CUERDA PARA EL RELOJ DE POPAYÁN

CUERDA PARA EL RELOJ DE POPAYÁN

Le llegó la hora al reloj más antiguo y famoso de Popayán.

03 de septiembre 1998 , 12:00 a.m.

Este aparato mecánico, que desde 1737 adorna la Torre del Reloj, fue enviado el pasado viernes a Inglaterra, en donde es reparado de las heridas que le dejó una guerra y un terremoto en los últimos tres siglos.

El reloj será sometido a una cirugía con especialistas en puntualidad inglesa en la casa matriz Gillet Johnston.

En este lugar se buscará recuperar el tiempo perdido porque desde hace varios meses el aparato, de 120 kilos de peso, dejó de marcar las horas de la vida payanesa.

La parálisis de la única flecha del reloj, que solo marca las horas, dejó sin oficio a los más desocupados. Muchos jóvenes que no tenían nada que hacer se entretenían calculando los minutos que faltaban para que diera las horas con un sonido bronco pero recio.

Pero una razón más poderosa que ese pasatiempo fue la que llevó a dos empresas privadas a financiar la reparación del dispositivo mecánico.

La idea de las dos compañías es rescatar un símbolo de la ciudad que ni siquiera se detuvo cuando le quitaron las pesas de plomo para fundirlas y convertirlas en balas durante la guerra de la independencia.

Para evitar que el tiempo se quedara detenido, los ilustres ciudadanos se reunieron y calcularon el peso que se necesitaba para activar el mecanismo.

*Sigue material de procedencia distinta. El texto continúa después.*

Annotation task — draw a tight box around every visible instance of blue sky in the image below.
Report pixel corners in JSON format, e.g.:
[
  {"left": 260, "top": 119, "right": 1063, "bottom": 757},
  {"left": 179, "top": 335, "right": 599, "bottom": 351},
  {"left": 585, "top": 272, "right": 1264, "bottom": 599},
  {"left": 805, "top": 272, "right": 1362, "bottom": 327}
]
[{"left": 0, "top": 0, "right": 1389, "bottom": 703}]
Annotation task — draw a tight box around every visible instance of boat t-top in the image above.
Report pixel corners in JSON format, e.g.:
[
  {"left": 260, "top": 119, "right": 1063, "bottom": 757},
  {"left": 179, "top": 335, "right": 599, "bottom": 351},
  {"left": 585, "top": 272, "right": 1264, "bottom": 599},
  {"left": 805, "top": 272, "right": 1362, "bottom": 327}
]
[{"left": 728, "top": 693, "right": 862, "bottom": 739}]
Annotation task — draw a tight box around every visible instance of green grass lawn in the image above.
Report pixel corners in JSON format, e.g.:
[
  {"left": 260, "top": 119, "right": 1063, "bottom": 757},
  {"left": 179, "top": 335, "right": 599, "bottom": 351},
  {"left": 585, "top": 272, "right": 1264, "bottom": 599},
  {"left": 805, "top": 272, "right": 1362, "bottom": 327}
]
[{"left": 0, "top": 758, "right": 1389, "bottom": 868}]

De este modo consiguieron remplazar las pesas de plomo con piedras de cantera que pesaban casi lo mismo.

La hora en elecciones Aunque no daba la hora exacta, el reloj fue durante varios años el punto de referencia de la apertura y cierre de las elecciones.

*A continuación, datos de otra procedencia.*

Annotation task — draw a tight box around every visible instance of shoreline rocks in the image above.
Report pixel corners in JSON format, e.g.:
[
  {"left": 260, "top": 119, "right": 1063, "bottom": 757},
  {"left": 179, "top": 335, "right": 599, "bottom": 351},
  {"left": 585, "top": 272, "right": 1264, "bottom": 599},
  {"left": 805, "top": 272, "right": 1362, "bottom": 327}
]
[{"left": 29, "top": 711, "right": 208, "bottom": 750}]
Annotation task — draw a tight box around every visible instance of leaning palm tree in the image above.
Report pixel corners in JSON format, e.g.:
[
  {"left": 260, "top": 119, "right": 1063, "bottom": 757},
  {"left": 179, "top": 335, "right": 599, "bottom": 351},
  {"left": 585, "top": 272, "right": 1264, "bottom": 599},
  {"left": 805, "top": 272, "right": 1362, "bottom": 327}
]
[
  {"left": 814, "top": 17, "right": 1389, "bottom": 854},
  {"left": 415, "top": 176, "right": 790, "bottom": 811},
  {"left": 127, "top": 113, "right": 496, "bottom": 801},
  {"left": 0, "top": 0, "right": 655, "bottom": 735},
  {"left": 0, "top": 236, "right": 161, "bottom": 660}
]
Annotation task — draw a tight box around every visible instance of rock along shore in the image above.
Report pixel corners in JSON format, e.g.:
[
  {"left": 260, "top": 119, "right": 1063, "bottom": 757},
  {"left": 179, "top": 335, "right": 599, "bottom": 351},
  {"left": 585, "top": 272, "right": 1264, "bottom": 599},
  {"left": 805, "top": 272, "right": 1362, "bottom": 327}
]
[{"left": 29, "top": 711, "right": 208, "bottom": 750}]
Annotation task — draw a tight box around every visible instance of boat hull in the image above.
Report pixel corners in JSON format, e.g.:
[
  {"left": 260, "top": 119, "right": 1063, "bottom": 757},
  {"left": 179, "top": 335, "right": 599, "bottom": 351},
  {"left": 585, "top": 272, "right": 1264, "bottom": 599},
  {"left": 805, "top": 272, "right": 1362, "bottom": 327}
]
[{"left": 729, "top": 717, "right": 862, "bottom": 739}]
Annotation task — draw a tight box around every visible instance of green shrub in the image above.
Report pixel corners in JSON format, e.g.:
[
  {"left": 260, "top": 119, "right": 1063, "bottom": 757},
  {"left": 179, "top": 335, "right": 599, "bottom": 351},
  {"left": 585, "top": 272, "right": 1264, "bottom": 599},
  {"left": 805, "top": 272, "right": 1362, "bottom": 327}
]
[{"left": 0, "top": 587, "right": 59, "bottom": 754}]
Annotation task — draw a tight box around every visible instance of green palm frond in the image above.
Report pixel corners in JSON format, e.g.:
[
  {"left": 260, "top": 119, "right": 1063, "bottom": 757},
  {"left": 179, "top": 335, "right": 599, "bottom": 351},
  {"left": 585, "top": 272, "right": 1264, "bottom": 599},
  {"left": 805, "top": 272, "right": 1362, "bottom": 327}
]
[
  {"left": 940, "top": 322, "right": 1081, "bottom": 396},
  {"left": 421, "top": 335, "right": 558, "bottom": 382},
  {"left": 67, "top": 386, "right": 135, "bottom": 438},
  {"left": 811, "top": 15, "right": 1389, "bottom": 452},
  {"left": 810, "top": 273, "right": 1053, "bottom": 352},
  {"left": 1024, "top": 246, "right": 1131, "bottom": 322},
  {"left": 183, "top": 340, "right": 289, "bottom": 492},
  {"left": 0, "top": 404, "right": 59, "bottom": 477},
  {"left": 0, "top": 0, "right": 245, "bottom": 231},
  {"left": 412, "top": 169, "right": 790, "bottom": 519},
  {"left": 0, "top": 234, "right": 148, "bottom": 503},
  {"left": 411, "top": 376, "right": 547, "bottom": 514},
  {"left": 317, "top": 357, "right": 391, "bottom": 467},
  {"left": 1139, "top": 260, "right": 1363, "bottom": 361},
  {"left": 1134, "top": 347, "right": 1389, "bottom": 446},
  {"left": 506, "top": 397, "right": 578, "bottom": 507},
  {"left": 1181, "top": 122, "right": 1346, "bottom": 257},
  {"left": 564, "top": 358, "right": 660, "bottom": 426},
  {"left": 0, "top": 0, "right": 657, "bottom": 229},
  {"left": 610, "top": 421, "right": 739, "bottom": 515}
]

Por eso, una historia de la ciudad señala que durante unas votaciones varios fanáticos liberales, desesperados porque sus copartidarios no llegaban a sufragar, se colgaron de las pesas para retrasar el reloj.

Solo cuando votó el último liberal el reloj marcó las 4 de la tarde, hora de cierre de las mesas. Otra versión dice que fue un solo copartidario liberal el que subió los 25 metros de altura de la torre y amarró el martillo del reloj hasta que se logró la victoria.

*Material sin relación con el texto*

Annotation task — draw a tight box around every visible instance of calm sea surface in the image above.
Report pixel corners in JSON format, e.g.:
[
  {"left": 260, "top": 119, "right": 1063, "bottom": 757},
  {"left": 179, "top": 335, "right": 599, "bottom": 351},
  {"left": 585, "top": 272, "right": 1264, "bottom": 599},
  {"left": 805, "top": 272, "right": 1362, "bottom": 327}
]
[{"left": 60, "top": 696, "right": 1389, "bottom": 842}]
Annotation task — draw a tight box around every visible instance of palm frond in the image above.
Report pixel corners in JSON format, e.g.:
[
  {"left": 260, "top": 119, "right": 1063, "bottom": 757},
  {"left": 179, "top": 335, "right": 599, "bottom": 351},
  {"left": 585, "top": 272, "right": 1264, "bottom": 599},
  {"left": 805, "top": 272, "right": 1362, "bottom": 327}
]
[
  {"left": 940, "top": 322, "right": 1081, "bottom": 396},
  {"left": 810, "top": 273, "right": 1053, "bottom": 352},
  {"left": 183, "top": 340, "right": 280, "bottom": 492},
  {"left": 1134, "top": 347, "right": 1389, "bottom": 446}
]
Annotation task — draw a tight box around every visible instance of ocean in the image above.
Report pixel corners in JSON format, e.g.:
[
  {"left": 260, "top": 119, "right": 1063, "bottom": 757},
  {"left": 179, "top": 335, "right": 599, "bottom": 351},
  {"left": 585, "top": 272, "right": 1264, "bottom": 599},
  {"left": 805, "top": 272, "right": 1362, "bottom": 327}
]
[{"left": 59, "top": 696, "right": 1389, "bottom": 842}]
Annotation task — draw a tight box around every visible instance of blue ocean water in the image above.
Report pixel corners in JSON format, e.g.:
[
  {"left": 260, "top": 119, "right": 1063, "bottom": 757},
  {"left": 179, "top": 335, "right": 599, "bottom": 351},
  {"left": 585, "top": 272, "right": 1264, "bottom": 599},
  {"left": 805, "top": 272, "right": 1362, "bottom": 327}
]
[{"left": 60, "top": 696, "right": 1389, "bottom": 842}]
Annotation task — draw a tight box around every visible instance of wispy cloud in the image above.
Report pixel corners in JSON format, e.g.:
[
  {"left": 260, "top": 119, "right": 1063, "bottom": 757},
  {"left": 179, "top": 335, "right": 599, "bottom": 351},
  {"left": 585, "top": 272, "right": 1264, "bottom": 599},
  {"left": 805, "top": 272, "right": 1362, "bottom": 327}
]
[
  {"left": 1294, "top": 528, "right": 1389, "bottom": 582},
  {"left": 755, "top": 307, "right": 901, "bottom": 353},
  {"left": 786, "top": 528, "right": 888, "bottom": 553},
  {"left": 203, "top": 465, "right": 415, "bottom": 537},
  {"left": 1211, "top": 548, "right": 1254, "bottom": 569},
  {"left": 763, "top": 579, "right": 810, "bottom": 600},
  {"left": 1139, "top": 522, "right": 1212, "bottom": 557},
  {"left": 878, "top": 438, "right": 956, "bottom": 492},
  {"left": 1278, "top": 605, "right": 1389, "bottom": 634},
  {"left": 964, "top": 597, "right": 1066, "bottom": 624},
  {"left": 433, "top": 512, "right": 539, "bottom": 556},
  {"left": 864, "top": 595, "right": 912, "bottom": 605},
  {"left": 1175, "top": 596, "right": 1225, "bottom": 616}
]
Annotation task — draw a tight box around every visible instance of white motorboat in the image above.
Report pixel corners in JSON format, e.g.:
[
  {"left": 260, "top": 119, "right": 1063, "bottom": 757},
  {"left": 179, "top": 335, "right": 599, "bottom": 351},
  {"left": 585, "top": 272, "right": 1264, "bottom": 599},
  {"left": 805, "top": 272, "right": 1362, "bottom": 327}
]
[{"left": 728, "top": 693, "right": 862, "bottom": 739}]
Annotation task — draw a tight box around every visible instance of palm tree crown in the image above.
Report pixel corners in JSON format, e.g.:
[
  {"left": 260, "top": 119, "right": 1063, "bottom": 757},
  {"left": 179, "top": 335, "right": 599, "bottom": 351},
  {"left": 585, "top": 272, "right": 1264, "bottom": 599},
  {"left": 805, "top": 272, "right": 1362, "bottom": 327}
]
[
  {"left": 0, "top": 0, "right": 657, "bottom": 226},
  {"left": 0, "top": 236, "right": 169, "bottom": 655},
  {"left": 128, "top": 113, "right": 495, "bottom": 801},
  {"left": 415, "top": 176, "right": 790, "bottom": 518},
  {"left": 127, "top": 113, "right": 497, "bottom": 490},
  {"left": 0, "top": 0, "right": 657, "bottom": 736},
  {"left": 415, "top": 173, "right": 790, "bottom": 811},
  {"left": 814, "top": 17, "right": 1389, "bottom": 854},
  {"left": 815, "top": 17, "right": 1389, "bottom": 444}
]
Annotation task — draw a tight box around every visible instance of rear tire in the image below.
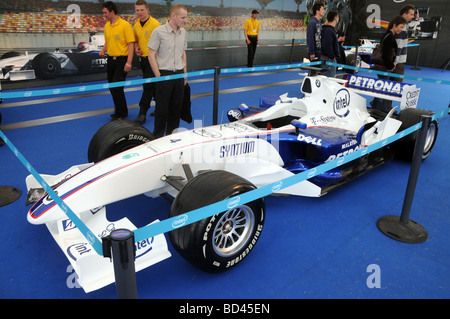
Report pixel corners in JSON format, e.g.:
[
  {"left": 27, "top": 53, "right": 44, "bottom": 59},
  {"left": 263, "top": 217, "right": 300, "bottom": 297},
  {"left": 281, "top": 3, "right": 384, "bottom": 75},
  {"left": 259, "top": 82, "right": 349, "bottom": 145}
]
[
  {"left": 169, "top": 171, "right": 265, "bottom": 273},
  {"left": 88, "top": 120, "right": 155, "bottom": 163}
]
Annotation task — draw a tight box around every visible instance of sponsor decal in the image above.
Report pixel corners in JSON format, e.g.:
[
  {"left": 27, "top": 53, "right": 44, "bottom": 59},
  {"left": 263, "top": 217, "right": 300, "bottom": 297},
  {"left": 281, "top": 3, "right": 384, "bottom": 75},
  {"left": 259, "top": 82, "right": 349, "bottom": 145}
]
[
  {"left": 223, "top": 122, "right": 255, "bottom": 133},
  {"left": 67, "top": 243, "right": 92, "bottom": 261},
  {"left": 172, "top": 214, "right": 189, "bottom": 229},
  {"left": 62, "top": 219, "right": 77, "bottom": 231},
  {"left": 219, "top": 141, "right": 255, "bottom": 158},
  {"left": 192, "top": 129, "right": 222, "bottom": 138},
  {"left": 346, "top": 75, "right": 408, "bottom": 97},
  {"left": 325, "top": 145, "right": 361, "bottom": 165},
  {"left": 135, "top": 237, "right": 155, "bottom": 259},
  {"left": 297, "top": 134, "right": 322, "bottom": 146},
  {"left": 122, "top": 153, "right": 139, "bottom": 159},
  {"left": 309, "top": 115, "right": 336, "bottom": 125},
  {"left": 333, "top": 89, "right": 350, "bottom": 117},
  {"left": 272, "top": 181, "right": 283, "bottom": 193}
]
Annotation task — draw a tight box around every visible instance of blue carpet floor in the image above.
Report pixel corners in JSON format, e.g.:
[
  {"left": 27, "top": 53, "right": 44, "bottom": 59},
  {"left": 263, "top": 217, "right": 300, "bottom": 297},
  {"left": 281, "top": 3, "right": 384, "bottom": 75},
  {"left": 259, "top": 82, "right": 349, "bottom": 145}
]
[{"left": 0, "top": 67, "right": 450, "bottom": 299}]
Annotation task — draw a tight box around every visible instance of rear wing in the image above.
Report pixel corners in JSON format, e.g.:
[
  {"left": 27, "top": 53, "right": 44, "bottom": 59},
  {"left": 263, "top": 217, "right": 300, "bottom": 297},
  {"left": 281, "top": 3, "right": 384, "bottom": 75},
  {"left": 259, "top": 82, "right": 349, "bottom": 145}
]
[{"left": 345, "top": 74, "right": 420, "bottom": 110}]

En 1983, el reloj vivió sus peores 18 segundos. El 31 de marzo de ese año un terremoto abrió la estructura de la torre como una franela y ocasionó daños en los mecanismos del aparato.

A raíz de este hecho su reparación pasó de relojero en relojero para que siguiera andando aunque no marcará las horas reales.

Entre estos médicos del tiempo se destaca Reinaldo Guzmán Velasco, que sin ser relojero se metió a repararlo, le quitó el mugre y le cambio unas cuerdas de rejo que tenía y lo puso a andar. Pero Velasco se cansó de meterle la mano porque nadie la reconocía su labor.

Ahora, el reloj realiza un viaje en busca de tiempos nuevos. El reloj estará seis semanas en Inglaterra. Los costos de su reparación serán asumidos por la compañía La Previsora que invertirá 10.000 dólares, es decir, unos 13 millones de pesos.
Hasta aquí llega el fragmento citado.